Tonight’s corporate sponsors T-Mobile and AOL apparently know little about music or how to market it, What they do know, is that music is a window to make their irrelevant and dead brands attractive to potential young customers.
This is what was on display tonight, and it was an embarrassment to the sponsoring companies of the event and unfortunately to a very cool band that ended up being associated with the event.
Imagine that you arrive to queue up for the free event early because it’s a hot ticket with a great band. The early crowd flows in and then… no one else shows up. Bartenders are standing around with no one to serve and two thirds of the venue remains empty. The sponsors have all the marketing clout in the world available to them but they cannot fill the room. The sponsors have the hottest act of the summer on stage and yet they can’t fill the room.
Branding for the “Signature Sounds” program they are promoting is everywhere, and the first thing that you are given when walking into the room is a box of popcorn with the sponsor’s name on it that is inedible. Serendipity. At no point does anyone give a short talk on the program, post a press release at the venue’s entrance, nor is there as much as a flyer on the tables or bartops pushing this new brand.
It gets worse. The indie pop act that folks have come to see are now being warmed up by a D.J. playing anything but what the feature band’s fans want to hear. In fact the organizers have decided to hire a saxophonist and violinist to play over a D.J. in some sort of new age train wreck. The result is that every person in the room is miserable. The entire venue is lifeless and waiting for something… anything fun or positive to happen. It never does until the band hits the stage hours later.
There’s a big screen set up on stage and the organizers have a Twitter feed running for the event. Problem is, that it’s running 15-20 minutes behind real time.
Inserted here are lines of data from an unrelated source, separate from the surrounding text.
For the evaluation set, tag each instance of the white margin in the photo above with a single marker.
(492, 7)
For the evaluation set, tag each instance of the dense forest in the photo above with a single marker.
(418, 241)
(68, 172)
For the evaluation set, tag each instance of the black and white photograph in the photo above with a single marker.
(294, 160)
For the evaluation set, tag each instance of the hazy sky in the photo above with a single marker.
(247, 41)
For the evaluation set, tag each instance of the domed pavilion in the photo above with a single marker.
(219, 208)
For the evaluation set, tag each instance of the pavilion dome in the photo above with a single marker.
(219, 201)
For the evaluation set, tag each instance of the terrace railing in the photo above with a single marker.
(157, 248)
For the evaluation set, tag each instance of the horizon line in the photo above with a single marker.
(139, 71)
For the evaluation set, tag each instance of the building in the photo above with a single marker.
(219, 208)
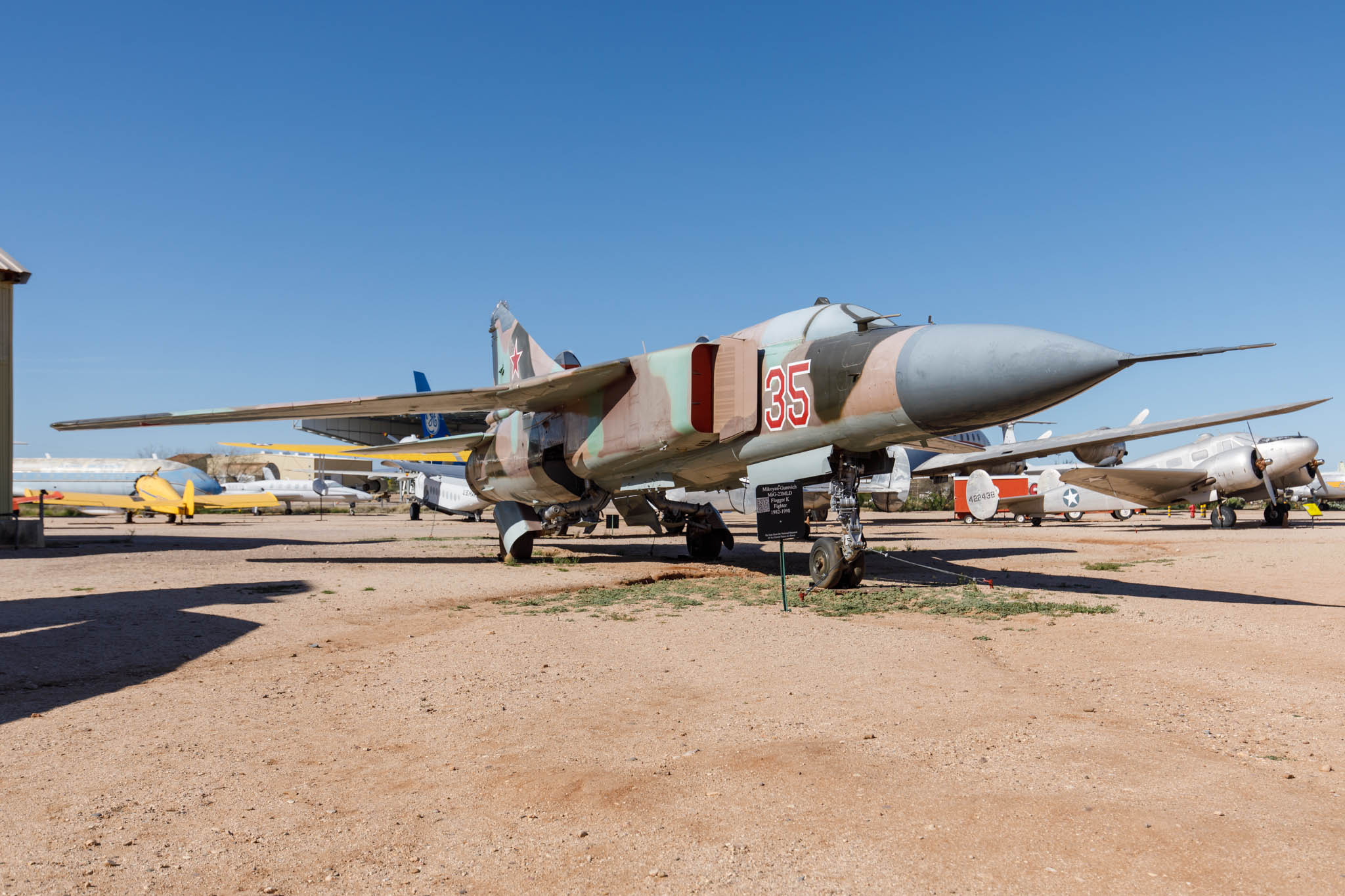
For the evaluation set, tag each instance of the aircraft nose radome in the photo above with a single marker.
(954, 377)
Did I mention that this event is being run by two huge tech companies that want your business?
The DJ warm up is over and we are moving on to an hour long set of hip hop from the “house”. Problem is that no one is here to listen to hip hop. T-Mobile and AOL apparently don’t know whom they’ve hired to play their own event or who the band’s fans actually are. The result is an hour of folks looking at each other with a “what is going on?” glaze in their eyes. The event is crashing and burning.
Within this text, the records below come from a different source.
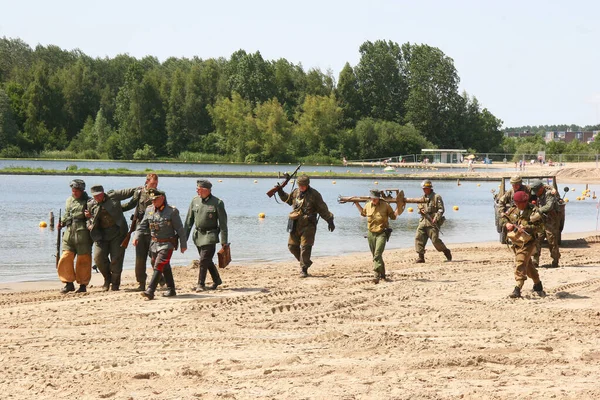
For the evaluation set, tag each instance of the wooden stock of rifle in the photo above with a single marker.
(288, 177)
(125, 241)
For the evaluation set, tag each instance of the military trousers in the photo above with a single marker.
(425, 231)
(68, 272)
(524, 267)
(207, 253)
(551, 232)
(108, 256)
(377, 242)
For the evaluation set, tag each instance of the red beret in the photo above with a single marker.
(520, 197)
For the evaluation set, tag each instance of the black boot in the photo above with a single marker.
(69, 287)
(516, 293)
(214, 274)
(421, 258)
(168, 274)
(149, 293)
(539, 289)
(448, 254)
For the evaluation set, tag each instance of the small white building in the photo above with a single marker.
(445, 156)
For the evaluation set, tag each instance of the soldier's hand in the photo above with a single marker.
(330, 225)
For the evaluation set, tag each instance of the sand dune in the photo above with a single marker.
(438, 330)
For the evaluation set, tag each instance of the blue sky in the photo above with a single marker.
(528, 62)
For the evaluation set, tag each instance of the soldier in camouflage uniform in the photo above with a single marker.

Back at the bar the staff are looking at an empty room, on an open bar. They’re overstaffed and unhappy because no one showed up and they are sharing tips that aren’t coming.
This is a perfect snapshot of the present disaster that is the meeting of music content and the bandwidth overlords. It’s not working for us… the musicians and labels, the ones who develop, invest in and build the actual content.
Execs that shouldn’t have jobs tomorrow have put together an event to push branding that no one understands. I showed up and saw a banner that said: “Signature Sounds” and that was the beginning and end of their marketing campaign. After wasting 3 hours waiting for a cool band to play, I still have no clue what “Signature Sounds” is, or why I should care about it.
This exemplifies the stalemate between music and tech. As long as the corporations that control bandwidth and advertising are the directors of marketing our music, we can’t win. They can’t explain their own event… how could they possibly explain why you should listen to a really relevant band who are busting their asses to make their own record.
How much further are we going to devalue content? iTunes now has us selling records for $7.99. Records have traditionally had a market value of around $12.00 to $13.00.
Until we decide that we have to take back what we own and begin using tech as our own managed platform to distribute our content, nothing is going to change. It seems like a hard thing to get your head around but in fact it’s pretty basic. The corps have nothing to offer… they need our content because it’s the only thing that makes them appear relevant to their customers.
We control our music, we CAN control our market place and we don’t need to co-opt with corporations who can’t fill a great venue on an open bar with an amazing new act. Bottom line is… they have proven that they need us more than we need them.
Making the corporation’s websites and distribution channels the conduit for music delivery serves them. We have the ability and the smarts to develop our own paths to share and deliver the content that we own… the sooner we get off the grid the better off we’ll all be. Let’s make us the destination… not them.